数値的な不安定性やClosure近似の精度限界といった課題は依然として存在するが、KH近似や新たな汎関数理論（Free Energy Gradient法など）の導入、さらにはマルチグリッド法などによるアルゴリズムの高速化によって、その適用範囲は拡大し続けている。今後、電極界面反応やソフトマターの自己組織化など、複雑な不均一系に対する標準的な解析手法としての地位をさらに固めていくことが期待される。

参考文献#

Original RISM Formulation: D. Chandler and H. C. Andersen, Optimized Cluster Expansions for Classical Fluids. II. Theory of Molecular Liquids, J. Chem. Phys. 57, 1930 (1972).
RISM-SCF (Hybrid Approach): S. Ten-no, F. Hirata, and S. Kato, A hybrid approach for the solvent effect on the electronic structure of a solute based on the RISM and Hartree-Fock equations, Chem. Phys. Lett. 214, 391 (1993).

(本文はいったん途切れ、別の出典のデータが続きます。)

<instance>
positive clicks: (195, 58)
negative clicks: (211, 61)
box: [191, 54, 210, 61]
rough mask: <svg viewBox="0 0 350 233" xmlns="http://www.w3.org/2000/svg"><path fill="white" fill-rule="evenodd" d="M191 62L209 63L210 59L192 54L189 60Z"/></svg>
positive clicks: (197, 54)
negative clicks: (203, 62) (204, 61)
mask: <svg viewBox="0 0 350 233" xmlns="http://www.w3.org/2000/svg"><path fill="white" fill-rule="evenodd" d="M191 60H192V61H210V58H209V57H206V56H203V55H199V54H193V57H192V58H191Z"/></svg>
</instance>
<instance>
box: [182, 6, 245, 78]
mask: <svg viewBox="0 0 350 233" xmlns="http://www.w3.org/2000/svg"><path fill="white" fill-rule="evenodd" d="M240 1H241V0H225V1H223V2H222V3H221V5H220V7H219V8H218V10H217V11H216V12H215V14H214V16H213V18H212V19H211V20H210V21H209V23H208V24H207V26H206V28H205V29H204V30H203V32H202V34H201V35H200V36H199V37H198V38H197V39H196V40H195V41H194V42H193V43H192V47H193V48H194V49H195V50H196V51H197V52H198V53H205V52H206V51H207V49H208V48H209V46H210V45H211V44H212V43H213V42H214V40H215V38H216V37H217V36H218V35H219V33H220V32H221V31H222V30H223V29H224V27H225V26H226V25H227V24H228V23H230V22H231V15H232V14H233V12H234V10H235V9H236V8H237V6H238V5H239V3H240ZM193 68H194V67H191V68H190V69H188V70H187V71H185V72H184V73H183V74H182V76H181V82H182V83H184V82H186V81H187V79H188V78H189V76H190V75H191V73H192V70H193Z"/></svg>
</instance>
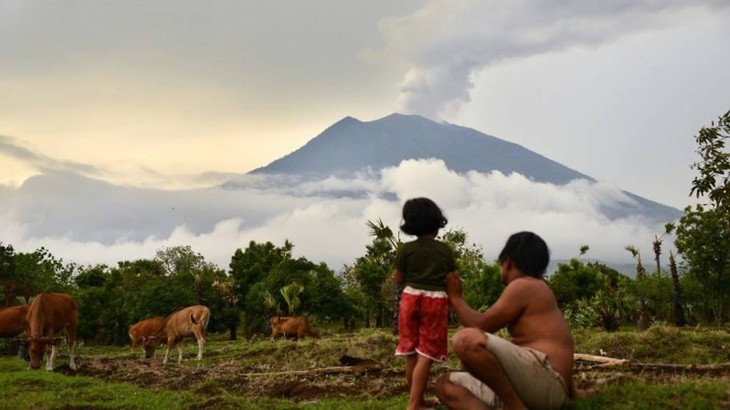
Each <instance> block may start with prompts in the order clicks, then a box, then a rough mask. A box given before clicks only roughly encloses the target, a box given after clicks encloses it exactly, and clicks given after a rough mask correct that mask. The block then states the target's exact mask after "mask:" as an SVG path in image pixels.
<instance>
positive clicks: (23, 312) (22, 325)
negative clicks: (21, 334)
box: [0, 305, 30, 337]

Application to Carbonyls: S. Ten-no, F. Hirata, and S. Kato, Reference interaction site model self-consistent field study for solvation effect on carbonyl compounds in aqueous solution, J. Chem. Phys. 100, 7443 (1994).

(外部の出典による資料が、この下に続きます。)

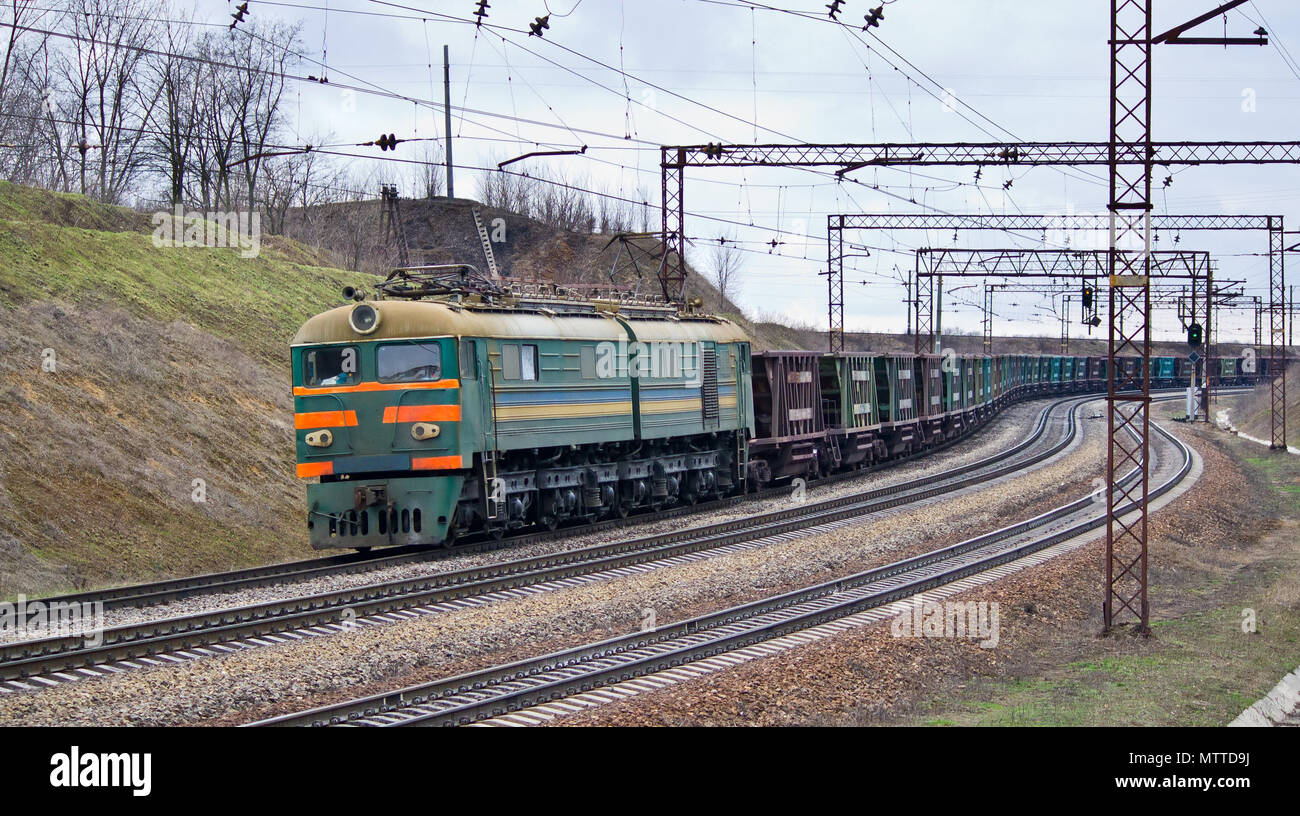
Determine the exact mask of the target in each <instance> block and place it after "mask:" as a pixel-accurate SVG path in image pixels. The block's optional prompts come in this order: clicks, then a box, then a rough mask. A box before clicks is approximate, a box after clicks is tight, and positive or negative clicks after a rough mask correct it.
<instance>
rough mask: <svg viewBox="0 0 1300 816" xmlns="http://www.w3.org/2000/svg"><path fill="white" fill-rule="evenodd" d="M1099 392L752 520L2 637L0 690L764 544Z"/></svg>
mask: <svg viewBox="0 0 1300 816" xmlns="http://www.w3.org/2000/svg"><path fill="white" fill-rule="evenodd" d="M1095 399H1097V398H1096V395H1075V396H1070V398H1065V399H1060V400H1056V402H1053V403H1052V404H1050V405H1048V407H1045V408H1044V409H1043V411H1041V412H1040V416H1039V421H1037V425H1036V427H1035V430H1034V433H1032V434H1030V435H1028V437H1027V438H1026V439H1023V440H1022V442H1019V443H1017V444H1015V446H1011V447H1010V448H1008V450H1005V451H1001V452H998V453H996V455H993V456H989V457H985V459H982V460H979V461H975V463H970V464H967V465H962V466H959V468H956V469H953V470H952V472H949V473H948V474H946V476H944V477H941V478H933V477H924V478H919V479H911V481H906V482H901V483H897V485H889V486H885V487H878V489H874V490H867V491H862V492H857V494H852V495H846V496H840V498H836V499H828V500H823V502H811V503H807V504H801V505H794V507H792V508H789V509H781V511H774V512H768V513H762V515H758V516H753V517H746V518H737V520H731V521H725V522H719V524H714V525H707V526H702V528H694V529H689V530H679V531H672V533H664V534H658V535H649V537H642V538H633V539H625V541H620V542H612V543H607V544H597V546H591V547H585V548H578V550H571V551H563V552H556V554H550V555H542V556H534V557H525V559H515V560H508V561H502V563H497V564H491V565H487V567H482V568H472V569H463V570H455V572H447V573H439V574H434V576H425V577H420V578H409V580H402V581H391V582H385V583H374V585H369V586H363V587H355V589H350V590H341V591H334V593H321V594H315V595H305V596H299V598H290V599H283V600H274V602H268V603H260V604H252V606H246V607H237V608H227V609H220V611H212V612H203V613H198V615H191V616H182V617H173V618H164V620H155V621H147V622H142V624H133V625H129V626H120V628H114V629H108V630H104V631H103V642H101V643H99V644H94V646H91V644H87V643H86V639H85V638H83V637H82V635H70V637H59V638H44V639H36V641H19V642H13V643H6V644H3V646H0V690H9V691H16V690H29V689H34V687H43V686H49V685H59V683H60V682H65V681H72V680H78V678H82V677H96V676H101V674H104V673H109V672H118V670H122V669H129V668H139V667H140V665H157V664H165V663H179V661H183V660H188V659H195V657H200V656H207V655H213V654H220V652H230V651H240V650H243V648H248V647H253V646H265V644H268V643H278V642H285V641H298V639H303V638H308V637H316V635H324V634H331V633H337V631H339V630H342V629H344V628H351V626H355V625H363V624H372V622H382V621H391V620H399V618H400V617H411V616H415V615H421V613H430V612H437V611H441V609H452V608H456V607H461V606H467V604H477V603H489V602H493V600H495V599H499V598H502V596H508V594H510V593H513V594H516V595H517V594H519V593H520V591H545V590H546V589H547V587H551V589H554V587H555V586H556V585H563V582H568V585H572V583H573V582H584V581H591V580H599V577H601V576H604V574H608V573H611V572H616V570H629V569H646V568H649V567H647V565H651V564H658V563H663V561H667V560H671V559H690V557H702V555H701V554H706V552H712V554H722V552H727V551H735V550H736V548H740V547H753V546H762V543H766V542H767V541H771V539H772V538H775V537H780V535H789V534H794V533H796V531H800V530H809V531H815V530H816V529H831V528H832V526H835V525H842V524H849V522H852V521H854V520H857V518H858V517H861V516H863V515H867V513H872V512H880V511H884V509H889V508H894V507H900V505H902V504H909V503H915V502H922V500H926V499H931V498H935V496H939V495H944V494H946V492H953V491H956V490H961V489H965V487H970V486H972V485H978V483H982V482H987V481H991V479H993V478H998V477H1002V476H1006V474H1009V473H1013V472H1015V470H1021V469H1023V468H1027V466H1031V465H1034V464H1037V463H1039V461H1043V460H1045V459H1048V457H1050V456H1054V455H1057V453H1058V452H1061V451H1062V450H1065V448H1066V447H1067V446H1069V444H1070V442H1071V440H1073V439H1074V437H1075V433H1076V427H1075V408H1076V407H1078V405H1080V404H1083V403H1084V402H1091V400H1095ZM1066 405H1070V408H1069V409H1067V411H1066V412H1065V425H1066V433H1065V434H1062V438H1061V439H1060V440H1058V442H1056V443H1054V444H1052V446H1049V447H1047V448H1045V450H1044V451H1039V452H1037V453H1034V455H1030V456H1027V457H1023V459H1017V457H1018V455H1021V453H1023V452H1026V451H1027V450H1028V448H1031V447H1032V446H1034V444H1035V443H1037V442H1039V440H1040V439H1041V438H1043V435H1044V434H1045V433H1047V429H1048V427H1049V425H1050V418H1052V417H1053V416H1054V414H1056V412H1057V411H1058V409H1060V408H1062V407H1066Z"/></svg>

3D-RISM and KS-DFT: A. Kovalenko and F. Hirata, Self-consistent description of a metal-water interface by the Kohn-Sham density functional theory and the three-dimensional reference interaction site model, J. Chem. Phys. 110, 10095 (1999).
Review of RISM-SCF: F. Hirata (Ed.), Molecular Theory of Solvation, Kluwer Academic Publishers (2003).